Consider the continuing MDP shown as below. The only decision to be made is that in the top state, where two actions are available, left and right. The numbers show the rewards that are received deterministically after each action. There are exactly two deterministic policies, \(\pi_{left}\) and \(\pi_{right}\). What policy is optimal if \(\gamma=0\)? If \(\gamma=0.9\)? If \(\gamma=0.5\)?

ex 3.22

解答:

分别计算两个动作left和right下的状态价值函数:

\[\begin{align} v_{\pi_{left}}&=1+\gamma(0+\gamma v_{\pi_{left}})\\ v_{\pi_{right}}&=0+\gamma(2+\gamma v_{\pi_{right}}) \end{align}\]

很容易得出:

\[\begin{align} v_{\pi_{left}}&=\frac{1}{1-\gamma^2}\\ v_{\pi_{right}}&=\frac{2\gamma}{1-\gamma^2} \end{align}\]

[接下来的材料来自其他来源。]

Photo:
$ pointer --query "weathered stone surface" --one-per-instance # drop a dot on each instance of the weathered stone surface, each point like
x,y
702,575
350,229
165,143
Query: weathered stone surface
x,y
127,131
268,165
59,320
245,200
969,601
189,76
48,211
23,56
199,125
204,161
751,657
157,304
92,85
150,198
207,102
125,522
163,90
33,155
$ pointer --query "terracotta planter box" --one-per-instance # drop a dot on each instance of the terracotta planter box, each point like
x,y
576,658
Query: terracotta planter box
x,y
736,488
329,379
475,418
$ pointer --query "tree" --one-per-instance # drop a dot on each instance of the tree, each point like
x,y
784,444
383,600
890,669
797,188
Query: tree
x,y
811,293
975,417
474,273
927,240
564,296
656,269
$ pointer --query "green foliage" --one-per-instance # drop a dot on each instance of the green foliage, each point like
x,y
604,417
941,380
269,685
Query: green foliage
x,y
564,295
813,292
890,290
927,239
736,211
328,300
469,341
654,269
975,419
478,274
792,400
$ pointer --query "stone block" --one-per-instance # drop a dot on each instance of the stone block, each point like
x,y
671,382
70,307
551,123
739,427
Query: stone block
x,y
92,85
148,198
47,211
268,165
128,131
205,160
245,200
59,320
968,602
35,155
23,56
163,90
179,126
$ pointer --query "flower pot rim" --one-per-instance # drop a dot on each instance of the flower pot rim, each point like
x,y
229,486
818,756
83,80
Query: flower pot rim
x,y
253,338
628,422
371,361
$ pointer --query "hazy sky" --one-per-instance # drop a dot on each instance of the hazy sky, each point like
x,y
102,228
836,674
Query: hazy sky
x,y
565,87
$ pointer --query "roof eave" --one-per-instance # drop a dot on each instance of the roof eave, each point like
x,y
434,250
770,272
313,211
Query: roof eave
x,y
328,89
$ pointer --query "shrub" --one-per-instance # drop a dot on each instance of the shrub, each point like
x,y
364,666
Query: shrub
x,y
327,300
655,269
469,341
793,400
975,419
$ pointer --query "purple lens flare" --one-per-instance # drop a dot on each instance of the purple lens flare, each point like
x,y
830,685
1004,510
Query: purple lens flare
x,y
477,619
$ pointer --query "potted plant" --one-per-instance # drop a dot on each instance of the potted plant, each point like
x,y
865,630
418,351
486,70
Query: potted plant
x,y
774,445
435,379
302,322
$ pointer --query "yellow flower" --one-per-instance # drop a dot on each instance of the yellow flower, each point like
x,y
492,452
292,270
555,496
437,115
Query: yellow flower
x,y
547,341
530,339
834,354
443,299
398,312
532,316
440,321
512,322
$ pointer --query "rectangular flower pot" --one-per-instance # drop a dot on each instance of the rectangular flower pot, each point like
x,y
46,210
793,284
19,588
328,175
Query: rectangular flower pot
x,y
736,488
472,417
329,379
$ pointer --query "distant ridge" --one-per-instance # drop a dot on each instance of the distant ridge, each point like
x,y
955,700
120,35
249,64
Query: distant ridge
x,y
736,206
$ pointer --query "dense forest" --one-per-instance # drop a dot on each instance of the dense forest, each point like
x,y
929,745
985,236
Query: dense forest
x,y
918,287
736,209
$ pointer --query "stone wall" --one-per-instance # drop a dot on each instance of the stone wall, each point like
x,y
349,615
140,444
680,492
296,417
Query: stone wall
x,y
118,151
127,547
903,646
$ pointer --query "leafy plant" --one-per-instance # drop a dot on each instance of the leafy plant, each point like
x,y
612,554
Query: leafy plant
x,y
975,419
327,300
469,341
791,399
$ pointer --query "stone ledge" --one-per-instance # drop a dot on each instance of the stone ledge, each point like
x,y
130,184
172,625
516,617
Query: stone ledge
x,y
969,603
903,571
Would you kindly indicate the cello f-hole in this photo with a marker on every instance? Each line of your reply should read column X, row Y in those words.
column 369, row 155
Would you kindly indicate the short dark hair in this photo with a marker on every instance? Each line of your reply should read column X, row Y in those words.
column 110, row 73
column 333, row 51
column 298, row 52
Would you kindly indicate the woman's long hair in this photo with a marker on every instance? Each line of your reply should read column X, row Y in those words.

即,当\(\gamma<0.5\)时,\(v_{\pi_{left}} > v_{\pi_{right}}\),反之\(v_{\pi_{left}} < v_{\pi_{right}}\);当\(\gamma=0.5\)时,\(v_{\pi_{left}} = v_{\pi_{right}}\)。

根据最有价值函数的定义,当\(\gamma<0.5\)时,应该选择left动作作为最优策略;当\(\gamma>0.5\)时,应该选择right动作作为最优策略;当\(\gamma=0.5\)时,两个动作都是最优策略。